Subtitle: 
Don't let suppliers push your small business around

Small businesses and entrepreneurs are subject to antitrust laws just like large businesses. Antitrust laws generally discourage something called tying or bundling arrangements.

Important Tip Don't confuse sales where you sell two items together as a convenience or to offer a more economical bundle to a customer - illegal tying is only present when you are forcing a customer to take something it doesn't want.

What are tying arrangements.

A tying arrangement occurs when, through a contractual or technological requirement, a seller conditions the sale or lease of one product or service on the customer's agreement to take a second product or service. This can be especially troublesome when a seller has "market power" in a product and uses that market power in an attempt to force customers to purchase a second product.

An example of a tying arrangement.

An example of a tying arrangement may be a book publisher that requires a bookstore to stock up on an unpopular title before allowing them to purchase a bestseller.

Necessity of Market Power

Most small businesses probably lack the market power in a product to create illegal tying arrangements. In these cases, tying arrangements would probably be acceptable under the law.

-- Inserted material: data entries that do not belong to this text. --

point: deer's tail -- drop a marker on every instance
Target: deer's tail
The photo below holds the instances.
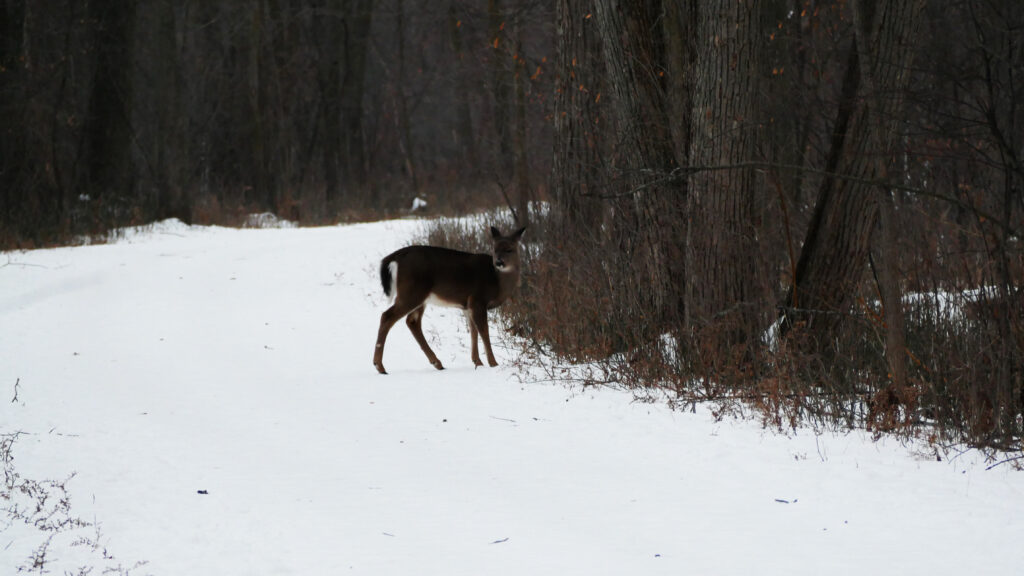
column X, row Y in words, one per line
column 389, row 276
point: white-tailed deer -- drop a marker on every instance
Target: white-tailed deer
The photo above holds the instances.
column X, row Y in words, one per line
column 416, row 276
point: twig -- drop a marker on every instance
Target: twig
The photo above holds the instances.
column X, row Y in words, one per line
column 1000, row 462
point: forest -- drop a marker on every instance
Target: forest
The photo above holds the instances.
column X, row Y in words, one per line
column 811, row 207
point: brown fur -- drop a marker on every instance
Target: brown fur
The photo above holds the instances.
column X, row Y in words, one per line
column 474, row 283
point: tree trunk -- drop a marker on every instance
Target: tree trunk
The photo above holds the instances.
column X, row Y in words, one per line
column 884, row 251
column 109, row 150
column 356, row 29
column 832, row 262
column 649, row 225
column 725, row 293
column 462, row 96
column 500, row 75
column 576, row 132
column 521, row 159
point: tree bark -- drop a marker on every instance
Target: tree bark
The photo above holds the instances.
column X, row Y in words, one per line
column 649, row 227
column 110, row 133
column 725, row 303
column 832, row 261
column 356, row 30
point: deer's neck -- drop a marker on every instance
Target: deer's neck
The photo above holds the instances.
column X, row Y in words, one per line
column 508, row 281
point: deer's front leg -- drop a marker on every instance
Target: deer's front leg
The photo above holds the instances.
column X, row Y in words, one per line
column 480, row 321
column 475, row 354
column 413, row 321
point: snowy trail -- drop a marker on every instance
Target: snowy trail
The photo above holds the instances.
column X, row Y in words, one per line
column 238, row 362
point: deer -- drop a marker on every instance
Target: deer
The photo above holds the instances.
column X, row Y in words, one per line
column 417, row 276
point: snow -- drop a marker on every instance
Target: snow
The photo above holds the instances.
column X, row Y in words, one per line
column 239, row 362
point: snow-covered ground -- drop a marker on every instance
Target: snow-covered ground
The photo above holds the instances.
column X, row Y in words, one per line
column 213, row 393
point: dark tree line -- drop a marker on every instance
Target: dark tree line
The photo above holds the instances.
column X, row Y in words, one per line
column 122, row 112
column 815, row 205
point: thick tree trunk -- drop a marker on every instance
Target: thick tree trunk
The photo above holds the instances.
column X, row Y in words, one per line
column 356, row 29
column 834, row 256
column 649, row 227
column 109, row 133
column 462, row 95
column 577, row 152
column 725, row 292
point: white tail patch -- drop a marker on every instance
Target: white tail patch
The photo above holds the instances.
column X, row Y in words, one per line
column 393, row 269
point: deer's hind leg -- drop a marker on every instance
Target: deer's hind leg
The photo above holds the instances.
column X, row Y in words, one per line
column 413, row 321
column 478, row 319
column 388, row 319
column 473, row 333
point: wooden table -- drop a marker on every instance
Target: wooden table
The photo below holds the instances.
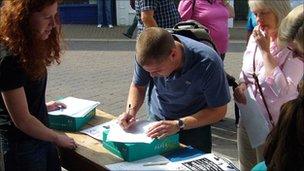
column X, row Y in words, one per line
column 90, row 154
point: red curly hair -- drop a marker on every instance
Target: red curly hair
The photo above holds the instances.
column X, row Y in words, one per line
column 34, row 55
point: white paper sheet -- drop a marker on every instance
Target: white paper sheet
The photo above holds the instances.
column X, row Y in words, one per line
column 253, row 119
column 135, row 134
column 139, row 164
column 75, row 107
column 96, row 131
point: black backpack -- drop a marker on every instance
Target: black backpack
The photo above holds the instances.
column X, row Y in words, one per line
column 196, row 31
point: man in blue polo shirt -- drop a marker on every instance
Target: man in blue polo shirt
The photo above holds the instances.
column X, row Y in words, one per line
column 189, row 92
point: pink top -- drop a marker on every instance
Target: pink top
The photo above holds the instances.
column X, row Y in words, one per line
column 213, row 16
column 278, row 88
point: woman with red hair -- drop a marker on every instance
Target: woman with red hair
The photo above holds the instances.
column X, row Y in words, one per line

Avoiding suppliers who try to force tying arrangements on a small business

It may be more common for a small business to encounter illegal tying arrangements as a customer. Suppliers to small businesses may try to force small businesses to buy more of their product line than a small business wants to buy. In these cases, a small business should complain vigorously and should seek legal help if a supplier doesn't change its ways.

Additional Information
Important Tip: 
Don't confuse sales where you sell two items together as a convenience or to offer a more economical bundle to a customer - illegal tying is only present when you are forcing a customer to take something it doesn't want.